There are great movies. And then there are bad movies that are great. Rhinestone, starring Dolly Parton and Sylvester Stallone, is the latter. But that doesn’t mean we shouldn’t celebrate the comedy (I use that term loosely) that was released in theaters nationwide on June 22, 1984.
However, Dolly and Sly are a cinematic treat that everyone should indulge in at least once in their life. Let’s hit rewind on this 1984 comedy of errors.
Dolly & Sly
By 1984, Dolly Parton was a multimedia star. In addition to her stellar country music career, the Tennessee native found plenty of crossover success on TV . . . and her film career was burgeoning. In 1980, she starred in the box-office smash, 9 to 5. Later in 1982, Dolly teamed with Burt Reynolds for another blockbuster, The Best Little Whorehouse in Texas.
On the other hand, Sylvester Stallone was already one of Hollywood’s biggest stars by 1984. His resume included Rocky (1976), Rocky II (1979), Rocky III (1982), and First Blood (1982), among others.
A Dolly/Sly collaboration? Sign us up.
Rhinestone centered around a country singer (played by Dolly Parton) placing a bet with her NYC nightclub manager that she could turn anyone—even a loud-mouthed New York City cab driver (played by Sly Stallone)—into a country singer. Stallone’s awkward attempt at singing—and comedy—proved too much for movie-viewing audiences. The film was a financial failure, as well as a critical flop. In fact, Stallone copped two Golden Raspberry Awards (Worst Actor and Worst Original Song for “Drinkenstein”). The film has a 15 percent approval rating on Rotten Tomatoes, based on reviews from 13 critics.

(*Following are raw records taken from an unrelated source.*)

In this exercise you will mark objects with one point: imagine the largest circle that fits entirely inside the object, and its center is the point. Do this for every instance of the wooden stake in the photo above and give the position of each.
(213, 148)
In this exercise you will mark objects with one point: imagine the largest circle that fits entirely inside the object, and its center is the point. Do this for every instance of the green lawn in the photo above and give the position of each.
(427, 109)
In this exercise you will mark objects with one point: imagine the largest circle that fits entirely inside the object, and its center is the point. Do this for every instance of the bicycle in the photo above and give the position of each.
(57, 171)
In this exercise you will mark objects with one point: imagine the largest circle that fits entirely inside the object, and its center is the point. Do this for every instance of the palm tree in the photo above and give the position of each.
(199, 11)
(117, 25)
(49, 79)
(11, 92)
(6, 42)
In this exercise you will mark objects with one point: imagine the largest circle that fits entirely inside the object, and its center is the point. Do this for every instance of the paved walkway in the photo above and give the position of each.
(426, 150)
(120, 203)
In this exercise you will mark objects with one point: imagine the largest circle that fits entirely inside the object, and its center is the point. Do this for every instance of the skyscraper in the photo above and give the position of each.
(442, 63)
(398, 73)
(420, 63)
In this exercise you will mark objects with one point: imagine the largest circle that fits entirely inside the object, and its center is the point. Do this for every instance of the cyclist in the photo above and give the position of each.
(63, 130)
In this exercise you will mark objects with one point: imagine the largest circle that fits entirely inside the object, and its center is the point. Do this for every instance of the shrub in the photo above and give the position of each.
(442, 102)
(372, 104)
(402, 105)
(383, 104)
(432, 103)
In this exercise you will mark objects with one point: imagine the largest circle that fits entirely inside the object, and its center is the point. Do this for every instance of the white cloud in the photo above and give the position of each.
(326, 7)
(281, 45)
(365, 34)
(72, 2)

While the film flopped, Dolly Parton still found success with two songs featured on the soundtrack. “Tennessee Homesick Blues,” which Dolly wrote, reached No. 1 on the Billboard Hot Country Songs chart in 1984. It also earned Dolly a nomination for Best Country Vocal Performance – Female at the Grammy Awards. In addition, “God Won’t Get You” peaked at No. 10 on the Billboard Hot Country Songs chart in 1984.
And if you ask Dolly, Rhinestone was a huge success.
“I always try to look for God’s success, not mine,” said Dolly Parton to Country Weekly magazine in 2006. “I always pray and try to let God do His business. If something don’t work, I try to think, ‘Well, now you prayed about it and you sincerely were honest. You just can’t ask God to give you just what you want. Maybe God wants it to be this way, for whatever reason.’
“So I try to find the bigger purpose, see the higher picture. And, through the years, you learn, and it depends on whose success you’re talking about. Just like the movie Rhinestone. That was critically a big bomb. But it came at a time when I was coming off an illness and a bad time in my life. And getting back doing that movie, working around somebody as healthy and loony as Sylvester Stallone—it was a huge success for me personally. It really helped heal and mend me in a way that made my future work great. So, who’s to say what prayer is answered or what’s truly a success or failure? It’s all in a big ole heap and you just have to kind of sort it out about what it means to you and what’s important to you.”